As a lifelong sci-fi fan, I’ll admit I feel this especially strongly in that genre. Shows like Firefly and Stargate: Universe have become legends precisely because they were cut short. Their cult status has only grown in the years since cancellation. Fan fiction and crowdfunding campaigns attempt to fill the gaps, but nothing replaces the original version.

There’s even an argument that some series benefit from ending prematurely. Better to burn brightly and be adored than to limp across a finish line. (We’ve all debated the final seasons of Lost and Game of Thrones.) But that’s a different conversation.

The real question is this: Do streaming platforms have a responsibility to commit to completing the stories they greenlight?

When Netflix, Prime Video, Disney+, HBO Max or Paramount+ approve a series, should there be a minimum guarantee? Two or three seasons, perhaps, regardless of viewing metrics. Should the public be told upfront how many seasons are planned? Or does the reality of ratings, algorithms and shareholder expectations make that impossible?

In the peak TV era, content is abundant to the point of exhaustion. Hundreds of scripted series are released annually. Data consistently shows that a show’s first season is typically its most-watched, with viewership declining in subsequent seasons. From a business perspective, launching new series often makes more financial sense than nurturing existing ones.

But here’s the kicker: audiences are not just metrics. We invest time – six, eight, 12 hours at a stretch – into characters and worlds. When a show is cancelled abruptly, it doesn’t just disappear from a content library; it leaves behind a broken narrative contract.

There are rare victories. Sense8 was cancelled after two seasons despite being originally envisioned as a five-season arc. After intense fan backlash, Netflix reversed course long enough to produce a two-hour finale, allowing the story to conclude. It wasn’t perfect, but it was closure.

Contrast that with The OA, also pitched as a five-season saga and cancelled after its second season’s mind-bending reveal. The creators had a roadmap. The audience had faith. The ending never came.

Interestingly, while it may feel like science fiction suffers disproportionately, data suggests otherwise. According to Cancelled Sci Fi’s article ‘Do Sci Fi TV Shows Get Cancelled More Often than Other Genres? Here’s a Look at the Numbers’, genre television has flourished in the post-Lost era, with more sci-fi and fantasy series receiving multi-season runs than in previous decades. The problem isn’t limited to one genre. It’s systemic.
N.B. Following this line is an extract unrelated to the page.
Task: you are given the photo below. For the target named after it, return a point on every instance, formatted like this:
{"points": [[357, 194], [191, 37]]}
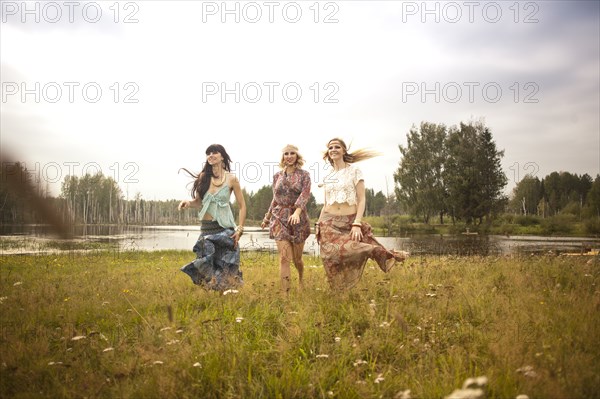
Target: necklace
{"points": [[221, 183]]}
And it raises a broader issue — transparency.

What if platforms were upfront about their commitment? What if viewers knew, before pressing play, whether a show was conceived as a limited series, a three-season arc or an open-ended series? Even a clearly communicated minimum commitment would change expectations. Anything beyond that could feel like a bonus rather than a gamble.
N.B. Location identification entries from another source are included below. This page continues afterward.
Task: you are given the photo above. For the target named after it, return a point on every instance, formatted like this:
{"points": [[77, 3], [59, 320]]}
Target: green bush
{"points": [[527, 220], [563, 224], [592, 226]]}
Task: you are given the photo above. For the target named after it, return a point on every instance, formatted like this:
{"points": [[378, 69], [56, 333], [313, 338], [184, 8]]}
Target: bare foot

Of course, this isn’t how the industry works. Subscription numbers drive decisions. Growth is prioritised over retention. A spike in new sign-ups often matters more than the passive loyalty of existing viewers. But subscription fatigue is real and so is audience frustration.

We can support the shows we love. We can watch them promptly, recommend them loudly and boost engagement. Beyond that, viewers have limited power. The larger shift may need to come from within the industry itself, with better protections for creatives, clearer development commitments and recognition that storytelling and those doing the storytelling are not infinitely disposable.

In an age where we pay monthly fees to global corporations for access to stories, it doesn’t seem unreasonable to ask for one thing in return — a promised endpoint.

As I lament the cancellation of two of my favourite shows that won’t return in 2026 – Duster, starring Josh Holloway, and the psychological horror Teacup – I’m reminded that sometimes the most frightening words in television aren’t spoken by a character at all.

They are “cancelled”.

Michael Gibbons is an Australian writer with a Bachelor of Arts (with Distinction) majoring in Screen and Cultural Studies.